Frequentati da uomini e donne (una novità per l’epoca), gli speakeasy erano luoghi di trasgressione, incontro e libertà, nonostante il contesto repressivo. E proprio in questi locali nacque una nuova cultura del bere, ancora viva nei cocktail bar moderni.
Quanti speakeasy c’erano a New York nel 1920?
Difficile avere un numero preciso, ma si stima che a New York nel 1920 ci fossero oltre 20.000 speakeasy. Un numero impressionante, se si considera che i bar legali, prima del proibizionismo, erano circa 15.000. In pratica, il divieto contribuì a far aumentare l’offerta di alcol invece che ridurla.
Ogni quartiere aveva i suoi locali: Harlem, ad esempio, era famosa per i suoi speakeasy con musica jazz, frequentati da artisti e intellettuali. A Manhattan, i locali più esclusivi si trovavano a Midtown e nell’Upper East Side, spesso frequentati da politici e celebrità.
Perché ci fu il proibizionismo in America?
Le radici del proibizionismo affondano nell’Ottocento, con i movimenti per la temperanza che denunciavano i danni dell’alcol sulla salute e sulla moralità pubblica. Gruppi religiosi, associazioni femminili e attivisti sociali spinsero per una legislazione severa, culminata nel 1919 con il XVIII emendamento e l’entrata in vigore del Volstead Act nel 1920.

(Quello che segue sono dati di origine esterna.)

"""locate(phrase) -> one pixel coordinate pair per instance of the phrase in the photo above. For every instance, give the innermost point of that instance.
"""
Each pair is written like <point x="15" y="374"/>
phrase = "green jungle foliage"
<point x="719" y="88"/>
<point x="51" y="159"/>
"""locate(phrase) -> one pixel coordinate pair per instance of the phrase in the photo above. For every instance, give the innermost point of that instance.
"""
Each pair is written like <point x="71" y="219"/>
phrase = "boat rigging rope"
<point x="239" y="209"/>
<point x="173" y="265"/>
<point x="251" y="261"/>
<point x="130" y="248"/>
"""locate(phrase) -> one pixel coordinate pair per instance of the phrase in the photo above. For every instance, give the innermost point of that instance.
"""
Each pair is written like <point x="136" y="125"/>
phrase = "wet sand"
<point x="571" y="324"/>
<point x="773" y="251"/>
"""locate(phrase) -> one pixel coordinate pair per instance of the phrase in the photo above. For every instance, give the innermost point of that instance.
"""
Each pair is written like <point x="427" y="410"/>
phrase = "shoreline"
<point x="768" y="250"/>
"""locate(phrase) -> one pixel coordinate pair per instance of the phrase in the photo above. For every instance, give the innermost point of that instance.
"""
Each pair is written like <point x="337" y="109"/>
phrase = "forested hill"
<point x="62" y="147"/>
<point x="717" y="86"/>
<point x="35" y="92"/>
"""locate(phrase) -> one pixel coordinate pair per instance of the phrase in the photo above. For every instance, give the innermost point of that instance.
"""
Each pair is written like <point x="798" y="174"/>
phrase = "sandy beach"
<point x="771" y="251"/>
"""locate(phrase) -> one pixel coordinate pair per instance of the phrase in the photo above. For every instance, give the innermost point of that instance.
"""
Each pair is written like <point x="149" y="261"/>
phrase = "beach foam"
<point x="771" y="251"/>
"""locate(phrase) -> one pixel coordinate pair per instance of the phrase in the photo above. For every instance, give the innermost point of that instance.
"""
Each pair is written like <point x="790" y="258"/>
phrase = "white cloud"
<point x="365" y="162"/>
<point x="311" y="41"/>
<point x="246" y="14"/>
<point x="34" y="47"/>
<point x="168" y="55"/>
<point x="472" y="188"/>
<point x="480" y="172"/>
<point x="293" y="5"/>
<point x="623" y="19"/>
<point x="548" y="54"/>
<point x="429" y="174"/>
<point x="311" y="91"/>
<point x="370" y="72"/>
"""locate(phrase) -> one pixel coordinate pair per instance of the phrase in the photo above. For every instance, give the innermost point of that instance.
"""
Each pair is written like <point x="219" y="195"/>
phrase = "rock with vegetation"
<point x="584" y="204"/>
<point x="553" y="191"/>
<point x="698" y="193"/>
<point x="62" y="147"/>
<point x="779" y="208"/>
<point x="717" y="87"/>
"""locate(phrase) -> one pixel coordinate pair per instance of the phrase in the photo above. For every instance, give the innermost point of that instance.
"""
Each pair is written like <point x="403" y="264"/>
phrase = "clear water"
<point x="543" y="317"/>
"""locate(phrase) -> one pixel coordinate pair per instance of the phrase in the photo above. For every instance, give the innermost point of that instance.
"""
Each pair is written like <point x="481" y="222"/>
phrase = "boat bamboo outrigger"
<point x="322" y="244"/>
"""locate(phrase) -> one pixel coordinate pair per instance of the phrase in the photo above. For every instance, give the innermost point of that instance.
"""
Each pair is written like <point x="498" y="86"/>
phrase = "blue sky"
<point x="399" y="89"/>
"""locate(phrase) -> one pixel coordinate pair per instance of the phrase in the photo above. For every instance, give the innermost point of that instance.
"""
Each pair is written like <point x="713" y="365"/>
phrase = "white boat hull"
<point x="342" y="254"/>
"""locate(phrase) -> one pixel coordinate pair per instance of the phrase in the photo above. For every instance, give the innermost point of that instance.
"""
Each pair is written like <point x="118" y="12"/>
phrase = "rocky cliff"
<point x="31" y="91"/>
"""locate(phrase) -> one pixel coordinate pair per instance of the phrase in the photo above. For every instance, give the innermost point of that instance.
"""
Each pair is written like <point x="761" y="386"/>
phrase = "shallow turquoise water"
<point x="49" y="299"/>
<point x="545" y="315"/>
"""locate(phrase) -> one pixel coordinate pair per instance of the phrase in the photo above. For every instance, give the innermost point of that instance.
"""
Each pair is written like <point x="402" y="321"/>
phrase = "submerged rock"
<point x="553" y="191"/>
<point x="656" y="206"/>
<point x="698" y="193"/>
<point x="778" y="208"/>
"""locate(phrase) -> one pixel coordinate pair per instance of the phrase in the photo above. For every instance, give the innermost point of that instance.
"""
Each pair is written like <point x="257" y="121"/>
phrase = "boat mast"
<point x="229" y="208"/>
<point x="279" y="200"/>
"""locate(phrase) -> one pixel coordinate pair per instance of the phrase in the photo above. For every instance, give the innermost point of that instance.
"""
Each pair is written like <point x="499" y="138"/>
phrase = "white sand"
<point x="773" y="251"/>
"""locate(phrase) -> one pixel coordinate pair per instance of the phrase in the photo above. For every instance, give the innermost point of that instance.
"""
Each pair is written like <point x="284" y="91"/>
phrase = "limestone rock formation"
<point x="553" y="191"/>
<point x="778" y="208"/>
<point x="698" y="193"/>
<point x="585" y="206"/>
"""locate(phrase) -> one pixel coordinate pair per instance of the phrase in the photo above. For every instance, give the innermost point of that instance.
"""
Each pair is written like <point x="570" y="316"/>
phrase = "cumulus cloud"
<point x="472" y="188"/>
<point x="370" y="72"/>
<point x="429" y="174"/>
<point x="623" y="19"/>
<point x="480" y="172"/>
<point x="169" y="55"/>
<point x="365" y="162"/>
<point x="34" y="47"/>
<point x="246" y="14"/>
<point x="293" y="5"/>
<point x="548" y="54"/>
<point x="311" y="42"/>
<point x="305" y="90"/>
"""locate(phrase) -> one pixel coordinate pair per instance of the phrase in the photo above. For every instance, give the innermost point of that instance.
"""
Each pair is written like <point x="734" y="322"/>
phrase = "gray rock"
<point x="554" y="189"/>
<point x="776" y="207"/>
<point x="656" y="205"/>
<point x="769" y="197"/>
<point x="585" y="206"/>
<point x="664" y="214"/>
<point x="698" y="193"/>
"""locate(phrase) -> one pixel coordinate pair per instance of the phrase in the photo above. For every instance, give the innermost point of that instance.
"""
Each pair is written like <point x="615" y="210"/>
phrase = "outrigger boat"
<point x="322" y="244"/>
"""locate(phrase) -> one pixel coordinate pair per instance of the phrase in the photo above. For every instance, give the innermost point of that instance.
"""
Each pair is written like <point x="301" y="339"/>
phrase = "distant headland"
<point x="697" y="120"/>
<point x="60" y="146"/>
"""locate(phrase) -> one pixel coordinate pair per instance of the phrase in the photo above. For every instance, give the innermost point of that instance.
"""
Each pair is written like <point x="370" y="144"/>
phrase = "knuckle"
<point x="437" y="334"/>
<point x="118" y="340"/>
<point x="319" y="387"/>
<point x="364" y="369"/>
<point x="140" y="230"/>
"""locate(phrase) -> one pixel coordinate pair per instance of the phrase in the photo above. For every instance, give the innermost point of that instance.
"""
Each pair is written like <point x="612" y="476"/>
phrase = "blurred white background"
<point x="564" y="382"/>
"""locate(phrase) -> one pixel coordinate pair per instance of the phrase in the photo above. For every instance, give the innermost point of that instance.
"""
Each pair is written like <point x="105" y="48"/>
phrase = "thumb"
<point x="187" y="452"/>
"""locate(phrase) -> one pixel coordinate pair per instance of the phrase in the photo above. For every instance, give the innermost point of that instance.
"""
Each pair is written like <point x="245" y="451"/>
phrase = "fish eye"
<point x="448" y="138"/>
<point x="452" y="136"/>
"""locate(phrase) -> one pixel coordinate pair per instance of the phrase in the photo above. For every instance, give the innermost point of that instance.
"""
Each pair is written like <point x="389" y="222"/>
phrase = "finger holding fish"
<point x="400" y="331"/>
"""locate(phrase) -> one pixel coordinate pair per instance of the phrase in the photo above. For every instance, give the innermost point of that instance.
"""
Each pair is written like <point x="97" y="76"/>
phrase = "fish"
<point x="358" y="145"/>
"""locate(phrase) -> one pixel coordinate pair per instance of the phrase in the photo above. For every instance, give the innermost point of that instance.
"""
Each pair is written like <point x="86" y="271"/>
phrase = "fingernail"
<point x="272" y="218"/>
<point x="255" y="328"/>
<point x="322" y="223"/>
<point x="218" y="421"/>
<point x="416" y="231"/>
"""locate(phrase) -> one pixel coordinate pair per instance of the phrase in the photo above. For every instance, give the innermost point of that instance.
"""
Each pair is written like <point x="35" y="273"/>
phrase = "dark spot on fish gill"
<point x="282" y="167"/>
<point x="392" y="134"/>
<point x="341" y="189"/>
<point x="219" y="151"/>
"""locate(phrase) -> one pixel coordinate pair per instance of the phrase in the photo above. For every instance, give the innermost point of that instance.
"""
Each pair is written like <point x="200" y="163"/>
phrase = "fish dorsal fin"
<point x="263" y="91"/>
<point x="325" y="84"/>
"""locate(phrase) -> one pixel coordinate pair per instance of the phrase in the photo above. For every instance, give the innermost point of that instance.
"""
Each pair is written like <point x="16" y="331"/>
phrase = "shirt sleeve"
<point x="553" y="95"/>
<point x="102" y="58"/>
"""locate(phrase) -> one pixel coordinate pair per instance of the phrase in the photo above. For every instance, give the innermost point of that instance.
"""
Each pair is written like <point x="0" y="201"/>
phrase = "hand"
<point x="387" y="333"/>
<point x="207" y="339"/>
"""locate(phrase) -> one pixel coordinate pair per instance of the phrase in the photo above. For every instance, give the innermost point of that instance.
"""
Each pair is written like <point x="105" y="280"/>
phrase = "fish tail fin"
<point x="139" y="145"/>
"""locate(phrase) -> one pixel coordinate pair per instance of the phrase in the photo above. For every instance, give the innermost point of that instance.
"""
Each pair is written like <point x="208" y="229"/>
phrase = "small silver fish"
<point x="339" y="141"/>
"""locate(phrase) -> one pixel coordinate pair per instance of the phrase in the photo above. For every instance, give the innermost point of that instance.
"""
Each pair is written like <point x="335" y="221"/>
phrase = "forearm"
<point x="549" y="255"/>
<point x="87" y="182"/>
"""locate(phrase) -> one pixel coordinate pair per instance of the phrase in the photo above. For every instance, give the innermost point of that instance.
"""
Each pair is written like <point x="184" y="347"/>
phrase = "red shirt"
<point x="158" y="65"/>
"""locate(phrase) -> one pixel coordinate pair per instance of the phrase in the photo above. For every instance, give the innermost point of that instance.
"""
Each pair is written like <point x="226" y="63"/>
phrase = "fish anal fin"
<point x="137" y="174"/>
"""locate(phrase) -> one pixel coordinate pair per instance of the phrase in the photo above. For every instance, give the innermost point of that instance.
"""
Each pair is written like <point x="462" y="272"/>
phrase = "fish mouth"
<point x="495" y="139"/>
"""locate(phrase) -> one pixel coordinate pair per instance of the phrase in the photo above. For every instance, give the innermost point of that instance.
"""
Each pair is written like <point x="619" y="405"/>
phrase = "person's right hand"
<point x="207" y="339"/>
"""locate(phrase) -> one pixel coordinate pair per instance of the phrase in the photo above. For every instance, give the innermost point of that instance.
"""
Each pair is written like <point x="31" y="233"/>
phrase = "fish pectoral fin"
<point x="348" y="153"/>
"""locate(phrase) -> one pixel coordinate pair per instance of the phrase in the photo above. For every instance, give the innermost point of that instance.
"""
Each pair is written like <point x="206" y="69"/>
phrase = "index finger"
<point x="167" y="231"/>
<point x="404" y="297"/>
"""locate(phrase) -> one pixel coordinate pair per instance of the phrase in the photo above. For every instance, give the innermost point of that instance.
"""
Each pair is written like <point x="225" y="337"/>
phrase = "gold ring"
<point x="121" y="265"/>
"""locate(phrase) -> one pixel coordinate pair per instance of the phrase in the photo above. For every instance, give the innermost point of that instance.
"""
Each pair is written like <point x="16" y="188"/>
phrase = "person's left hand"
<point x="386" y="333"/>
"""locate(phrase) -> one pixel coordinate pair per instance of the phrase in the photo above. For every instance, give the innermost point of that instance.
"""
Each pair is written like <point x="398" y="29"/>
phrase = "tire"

Gli obiettivi erano nobili: ridurre la criminalità, migliorare la salute pubblica, rafforzare i valori familiari. Ma gli effetti furono disastrosi. Invece di diminuire il consumo di alcol, si favorì la criminalità organizzata, la corruzione e il mercato nero. La polizia era spesso complice, le prigioni si riempivano di piccoli contrabbandieri, e la qualità dell’alcol peggiorava drasticamente.
Nel 1933, dopo tredici anni di fallimenti e scandali, il proibizionismo venne abrogato con il XXI emendamento. Fu la prima (e unica) volta in cui un emendamento costituzionale venne cancellato da un altro.